2011年11月
杜氏の引退
突然ですが、この夏、畑福杜氏が引退を決意しました。体力の限界を感じました。と、男らしい潔い幕引きでした。畑福杜氏と共に来期も酒を造ろうと話してきただけに、残念ですが、50年以上に渡る酒造りを経て、畑福杜氏の小さな体は限界を迎えていました。
東日本大震災に始まり、放射能・電力不足・猛暑・節電と、どなたにとりましても今年は特別な年だと思います。富士錦にとっても、まさしく「想定外に対応する」手探りの夏を過ごし、大きな転換の年となりました。
昭和13年生まれの畑福杜氏は今年73才。日本三大杜氏のひとつ南部杜氏協会がある岩手県の代々杜氏を受け継ぐ家に生まれ、小さい頃から酒造りの道を進む事を当たり前のように育ち、学校を卒業すると共に、この道に入ったと聞いています。
その小さい体で60kgの俵を担ぎ、朝一番早く起き、夜一番遅く床に入る日々を過ごした若かりし頃の年月。身をもって酒造りのいろはを骨身にしみ込ませた生粋の名杜氏でした。
そんな畑福杜氏と、富士錦の出会いは、ちょうど15年前。現社長が、富士錦へ飛び込んだ年と重なります。社長と杜氏は、年は親子ほど離れていますが、同じ年に入社した同期生。お互いまったくとらわれるものがない真っ白な状態で出会い、そこから二人で様々な富士錦の酒造りの試行錯誤を共有した15年。嬉しいことも大変なことも、結果が出ない悔しさも一緒に体験しました。
もともと畑福杜氏が目指していた味の方向性と富士錦の方向性がピタリと一致したことが分かった時は、社長はこの出会いに強い運命的なものを感じた。と、吐露しています。

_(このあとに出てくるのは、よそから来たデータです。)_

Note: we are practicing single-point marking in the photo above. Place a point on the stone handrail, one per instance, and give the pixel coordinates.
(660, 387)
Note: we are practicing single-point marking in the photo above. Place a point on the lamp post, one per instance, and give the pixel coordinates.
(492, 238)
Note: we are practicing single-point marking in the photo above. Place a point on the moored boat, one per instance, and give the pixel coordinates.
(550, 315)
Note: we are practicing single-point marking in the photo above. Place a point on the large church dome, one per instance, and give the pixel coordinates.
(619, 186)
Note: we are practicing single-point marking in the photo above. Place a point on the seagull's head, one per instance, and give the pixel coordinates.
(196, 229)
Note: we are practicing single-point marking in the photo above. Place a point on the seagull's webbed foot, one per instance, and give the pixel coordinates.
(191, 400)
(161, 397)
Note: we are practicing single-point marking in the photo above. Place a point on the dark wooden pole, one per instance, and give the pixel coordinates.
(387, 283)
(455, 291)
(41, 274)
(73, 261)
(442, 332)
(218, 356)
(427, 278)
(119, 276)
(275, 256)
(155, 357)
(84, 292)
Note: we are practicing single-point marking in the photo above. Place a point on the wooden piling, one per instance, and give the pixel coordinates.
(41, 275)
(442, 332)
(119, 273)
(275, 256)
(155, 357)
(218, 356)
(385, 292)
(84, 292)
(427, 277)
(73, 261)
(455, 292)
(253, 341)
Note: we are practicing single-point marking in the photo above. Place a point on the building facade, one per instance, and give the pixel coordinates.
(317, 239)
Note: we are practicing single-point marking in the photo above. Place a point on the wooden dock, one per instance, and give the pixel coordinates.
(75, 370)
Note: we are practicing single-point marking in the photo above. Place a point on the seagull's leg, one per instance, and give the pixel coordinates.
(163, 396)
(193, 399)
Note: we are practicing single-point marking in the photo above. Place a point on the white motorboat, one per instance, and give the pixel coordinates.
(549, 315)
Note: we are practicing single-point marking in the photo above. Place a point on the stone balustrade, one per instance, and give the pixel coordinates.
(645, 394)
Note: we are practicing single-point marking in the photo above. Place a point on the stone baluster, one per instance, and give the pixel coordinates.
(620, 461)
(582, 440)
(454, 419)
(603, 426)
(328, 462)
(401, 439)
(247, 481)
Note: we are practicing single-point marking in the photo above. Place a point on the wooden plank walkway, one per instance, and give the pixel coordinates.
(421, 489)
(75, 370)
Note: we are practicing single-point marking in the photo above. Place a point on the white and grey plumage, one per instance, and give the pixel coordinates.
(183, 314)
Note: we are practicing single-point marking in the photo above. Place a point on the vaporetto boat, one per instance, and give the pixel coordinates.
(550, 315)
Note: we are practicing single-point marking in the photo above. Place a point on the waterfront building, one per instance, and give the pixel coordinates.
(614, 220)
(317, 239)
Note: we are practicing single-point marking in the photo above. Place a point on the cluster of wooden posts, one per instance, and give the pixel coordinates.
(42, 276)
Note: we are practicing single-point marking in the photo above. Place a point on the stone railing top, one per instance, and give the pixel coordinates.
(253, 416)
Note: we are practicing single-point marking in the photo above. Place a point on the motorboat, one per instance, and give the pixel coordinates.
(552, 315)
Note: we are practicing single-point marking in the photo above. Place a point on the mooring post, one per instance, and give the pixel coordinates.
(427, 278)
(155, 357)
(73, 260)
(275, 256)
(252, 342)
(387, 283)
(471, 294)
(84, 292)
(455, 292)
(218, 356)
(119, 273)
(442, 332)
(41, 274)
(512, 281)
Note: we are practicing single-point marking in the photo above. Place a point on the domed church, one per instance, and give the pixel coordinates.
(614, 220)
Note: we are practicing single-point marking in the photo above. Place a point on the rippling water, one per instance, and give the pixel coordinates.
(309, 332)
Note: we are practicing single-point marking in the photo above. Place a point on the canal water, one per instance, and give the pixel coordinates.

日本酒を愛し、日本酒は「大和魂」だと語る杜氏の内に秘めた情熱の強さを感じるとき、富士錦の運命も明るく力強く感じることが出来ました。15年の長きに渡り富士錦の酒を醸し続けてきたその大和魂と技術、そして想いを胸に、今年は同じく岩手・南部杜氏の伝統を受け継ぐ根本副杜氏へとバトンタッチしました。
富士錦が目指す「富士山のように透き通ったキレのある酒」を、新しい仲間で醸していきます。
これまでの長きに渡る畑福杜氏へのご愛顧ありがとうございました。心より御礼申し上げます。
新生。富士錦、どうぞご期待ください。